CODESRIA Bulletin, Nos 1 & 2, 2010

Editorial
Africa at 50: Looking to the Future

As many West and Central African countries are celebrating fifty years of independence this year, CODESRIA and the Kwame Nkrumah Chair in African Studies of the University of Ghana, Legon, organised an international symposium to reflect on dreams and realities of African independence. Highlights of the symposium will be published in the next issue of CODESRIA Bulletin. In this issue, we publish sweet memories of one of Africa’s most illustrious sons – Kwame Nkrumah of Ghana – through the inaugural lecture of Prof. Kofi Anyidoho, a member of CODESRIA Executive Committee, which he gave at his installation as the first occupant of the Kwame Nkrumah Chair in African Studies at the University of Ghana, Legon, in March this year. On behalf of the entire African research and academic community, CODESRIA congratulates Prof. Anyidoho on this well-deserved appointment and wishes him a very successful tenure in the advancement of scholarship in Africa and beyond.

The Kwame Nkrumah Chair in African Studies was established at the University of Ghana, Legon, two years after the Mwalimu Julius Nyerere Chair in Pan African Studies was established at the University of Dar es Salaam, Tanzania, with Professor Issa Shivji as the first occupant. Hopefully, we will soon witness the birth of other chairs in pan-African studies named after great women and men of Africa and the African Diaspora such as Ruth First, Cheikh Anta Diop, Gamal Abdel Nasser, Amilcar Cabral, Tajudeen Abdul Raheem, W.E.B. Du Bois, and Marcus Garvey. Such Chairs can help both in making the works of great pan Africanists known to the younger generations of Africans, and to also initiate critical reflections on the challenges facing our continent and its peoples in the 21st century.

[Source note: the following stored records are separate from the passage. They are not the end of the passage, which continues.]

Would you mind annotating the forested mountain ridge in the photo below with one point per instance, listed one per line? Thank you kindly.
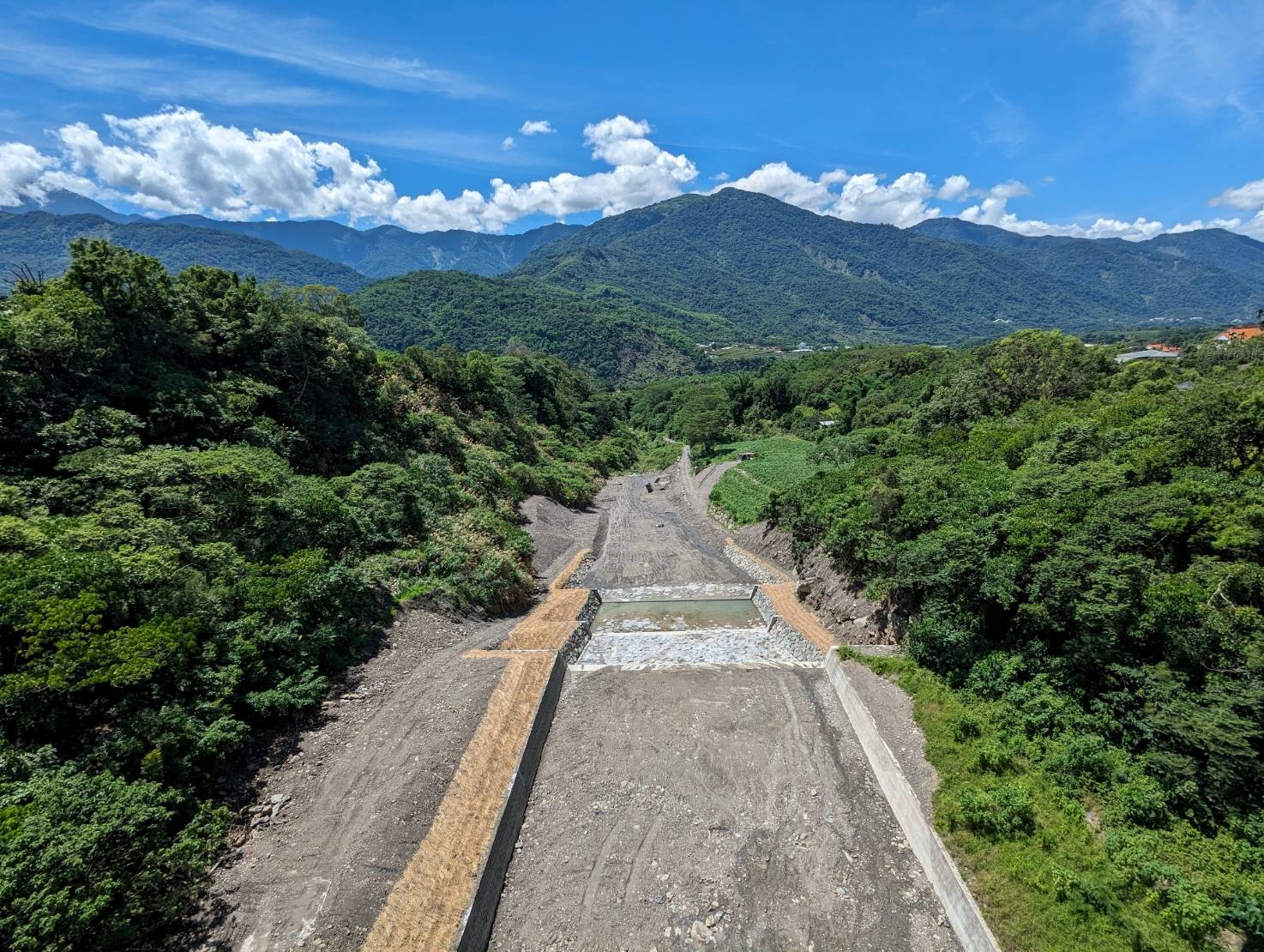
(1170, 277)
(387, 250)
(211, 495)
(376, 253)
(40, 242)
(1077, 546)
(759, 267)
(608, 336)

Professor Anyidoho’s interesting lecture takes us through the academic, philosophical, political and physical influences that clearly mark Nkrumah out as a pan-Africanist of distinction. Nkrumah’s erudity, clarity of vision, courage, revolutionary spirit, and some of his successes and many other issues, are chronicled in the lecture. Kwame Nkrumah’s story is that of an extraordinary symbiosis between visionary leadership and the will of the people as well as that of an individual and a nation inextricably woven together. The lecture, spiced with dramatic excerpts and anecdotes, posits that Nkrumah ended up being a controversial figure because ‘he was too far ahead of his time’, which made it difficult for his contemporaries to fully understand him. There is therefore a need to re-visit Nkrumah’s legacy, as we reconceptualise and work towards the free, united, respectable and respected, economically developed and democratic Africa that he envisioned.